Page last updated at 11:46 GMT, Friday, 2 October 2009 12:46 UK

Cameron makes deficit a priority

David Cameron and George Osborne
Mr Cameron said he wanted to prevent long-term unemployment

David Cameron has said reducing the UK's fiscal deficit will take "a great national effort" and cannot be done by "cutting waste" alone.

Speaking to the Sun ahead of the Tory conference, he also promised "big, bold and radical" plans to tackle the "appalling scourge of unemployment".

And Mr Cameron said he would set up a "war cabinet" - or National Security Council - to handle the Afghan mission.

The Conservative conference will begin in Manchester on Monday.

Ahead of the event, chairman Eric Pickles gave a message to delegates in a video on the party's website, telling them: "Be under no illusion, the general election is not in the bag."

'Waste of life'

Mr Cameron told the Sun he would be "straight" with people about the deficit.

"You cannot deal with it just by cutting waste," he said. "This is going to require a great national effort."

He also said he would make getting people back to work a priority, so that long-term unemployment did not become commonplace.

"It's a waste of life.

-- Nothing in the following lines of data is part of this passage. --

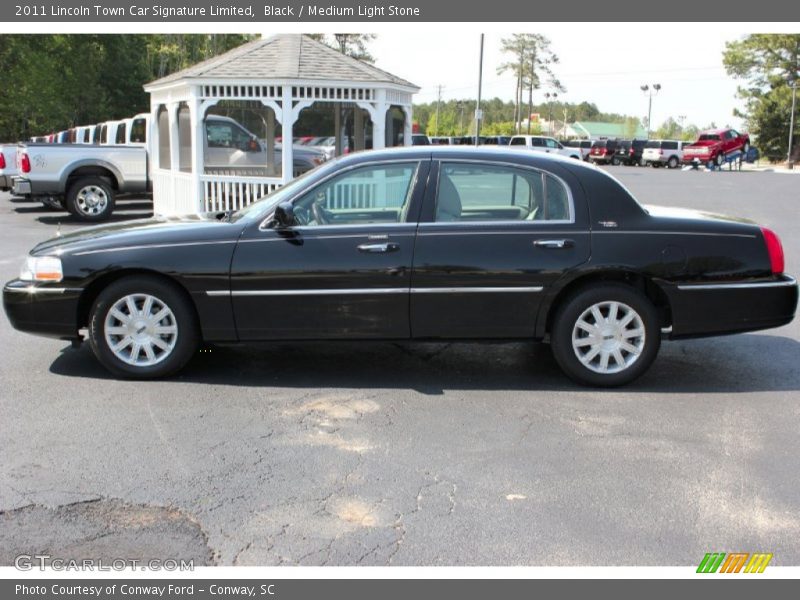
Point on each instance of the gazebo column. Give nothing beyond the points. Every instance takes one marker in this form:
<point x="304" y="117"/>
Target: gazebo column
<point x="174" y="137"/>
<point x="379" y="121"/>
<point x="287" y="133"/>
<point x="271" y="141"/>
<point x="359" y="142"/>
<point x="196" y="120"/>
<point x="407" y="126"/>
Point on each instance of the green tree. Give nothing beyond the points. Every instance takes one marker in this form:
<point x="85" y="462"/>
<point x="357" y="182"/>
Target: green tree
<point x="768" y="64"/>
<point x="531" y="62"/>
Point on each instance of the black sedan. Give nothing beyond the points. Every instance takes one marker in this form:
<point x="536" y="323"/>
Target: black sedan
<point x="413" y="244"/>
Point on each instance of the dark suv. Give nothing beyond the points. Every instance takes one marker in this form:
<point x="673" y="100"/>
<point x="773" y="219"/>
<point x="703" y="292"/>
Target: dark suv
<point x="604" y="152"/>
<point x="633" y="153"/>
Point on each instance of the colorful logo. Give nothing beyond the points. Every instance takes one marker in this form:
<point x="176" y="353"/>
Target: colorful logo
<point x="734" y="562"/>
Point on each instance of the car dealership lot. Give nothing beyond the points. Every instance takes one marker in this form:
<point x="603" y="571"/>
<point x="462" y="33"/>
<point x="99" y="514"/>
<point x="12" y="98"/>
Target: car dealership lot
<point x="429" y="454"/>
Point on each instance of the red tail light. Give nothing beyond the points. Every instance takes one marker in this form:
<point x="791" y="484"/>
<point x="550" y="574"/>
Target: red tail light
<point x="774" y="249"/>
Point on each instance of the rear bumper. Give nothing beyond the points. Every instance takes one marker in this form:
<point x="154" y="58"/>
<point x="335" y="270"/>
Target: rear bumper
<point x="718" y="308"/>
<point x="48" y="310"/>
<point x="21" y="187"/>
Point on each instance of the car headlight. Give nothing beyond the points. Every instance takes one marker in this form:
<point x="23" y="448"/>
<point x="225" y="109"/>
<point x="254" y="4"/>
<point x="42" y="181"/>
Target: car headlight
<point x="41" y="268"/>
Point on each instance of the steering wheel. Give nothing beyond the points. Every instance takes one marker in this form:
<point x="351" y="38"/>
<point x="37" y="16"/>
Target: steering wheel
<point x="321" y="216"/>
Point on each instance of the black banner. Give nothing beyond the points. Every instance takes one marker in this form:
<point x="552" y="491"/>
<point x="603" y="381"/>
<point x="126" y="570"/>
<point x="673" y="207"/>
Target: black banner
<point x="248" y="11"/>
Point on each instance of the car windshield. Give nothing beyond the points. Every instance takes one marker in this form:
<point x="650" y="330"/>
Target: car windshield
<point x="261" y="207"/>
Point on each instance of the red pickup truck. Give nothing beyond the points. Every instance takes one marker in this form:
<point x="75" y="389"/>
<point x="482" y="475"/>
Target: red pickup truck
<point x="714" y="145"/>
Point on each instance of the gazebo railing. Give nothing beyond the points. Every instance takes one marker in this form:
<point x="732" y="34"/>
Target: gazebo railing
<point x="232" y="192"/>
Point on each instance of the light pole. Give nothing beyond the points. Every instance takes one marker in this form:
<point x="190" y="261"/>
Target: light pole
<point x="650" y="92"/>
<point x="550" y="98"/>
<point x="789" y="162"/>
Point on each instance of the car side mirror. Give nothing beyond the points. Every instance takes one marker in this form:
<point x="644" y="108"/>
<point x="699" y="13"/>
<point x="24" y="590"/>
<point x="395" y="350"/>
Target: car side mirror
<point x="284" y="214"/>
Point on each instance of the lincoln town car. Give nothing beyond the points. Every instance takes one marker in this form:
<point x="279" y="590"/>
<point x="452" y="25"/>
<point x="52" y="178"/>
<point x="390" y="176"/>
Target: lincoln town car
<point x="415" y="244"/>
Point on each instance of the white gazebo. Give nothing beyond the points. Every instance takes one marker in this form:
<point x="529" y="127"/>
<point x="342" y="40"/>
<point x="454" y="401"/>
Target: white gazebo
<point x="284" y="73"/>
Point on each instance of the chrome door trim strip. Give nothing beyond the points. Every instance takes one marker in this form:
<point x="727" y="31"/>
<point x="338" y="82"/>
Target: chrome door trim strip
<point x="477" y="290"/>
<point x="148" y="246"/>
<point x="739" y="286"/>
<point x="362" y="291"/>
<point x="32" y="289"/>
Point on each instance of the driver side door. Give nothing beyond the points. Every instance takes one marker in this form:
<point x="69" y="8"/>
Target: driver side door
<point x="343" y="270"/>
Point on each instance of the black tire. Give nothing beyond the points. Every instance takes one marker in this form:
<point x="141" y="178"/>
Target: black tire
<point x="574" y="308"/>
<point x="91" y="199"/>
<point x="182" y="318"/>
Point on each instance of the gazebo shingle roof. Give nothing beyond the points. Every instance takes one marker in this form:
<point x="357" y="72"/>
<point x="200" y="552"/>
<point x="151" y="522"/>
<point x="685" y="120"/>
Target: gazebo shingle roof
<point x="285" y="56"/>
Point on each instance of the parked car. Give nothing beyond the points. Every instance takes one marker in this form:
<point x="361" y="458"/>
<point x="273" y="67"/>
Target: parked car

I must stop it happening," he said.

The military are fighting that war, but I want Whitehall fighting it too
David Cameron, on Afghanistan

Earlier this week, the Sun announced that it was abandoning Labour and would back the Conservatives at the next general election.

One of the key reasons it cited was the government's handling of the conflict in Afghanistan.

Mr Cameron said: "The military are fighting that war, but I want Whitehall fighting it too."

He said he would make setting up a National Security Council - with senior Cabinet ministers and armed forces and security service heads - an urgent priority.

The Conservative leader also gave an interview to the Spectator magazine in which he said he would use the conference to show his party had "the grit and determination to turn the whole country around".

But in terms of the deficit, he added: "I want to be realistic - both for what a government can achieve, but also realistic in terms of taking the country with me."

Labour has said it plans to introduce a 50p rate of tax for the highest earners - a policy Mr Cameron said he would honour.

Nevertheless, he told the Spectator he thought high marginal tax rates were "a fantastically bad idea" and if the 50p policy ultimately drove Britain's rich to move overseas, "clearly it would be painless and advantageous to get rid of it at an early stage".


The Conservative conference comes after an Irish referendum on whether or not to sign the EU's Lisbon Treaty.

We want that referendum early in a Conservative government
Shadow foreign secretary William Hague, on the Lisbon Treaty

The Tories have previously pledged to give British people a chance to vote on the treaty, although some commentators have suggested it could already be in force by the time of the next general election.

However, shadow foreign secretary William Hague told the BBC there was "still no certainty" about that.

"In that situation, our long standing commitment to a referendum before it is in force is absolutely there," he said.

"We want that referendum early in a Conservative government and we would recommend a 'no' vote."

On Thursday, Foreign Secretary David Miliband called the Tories' EU policy a "national embarrassment" and accused the party of associating with "extremists".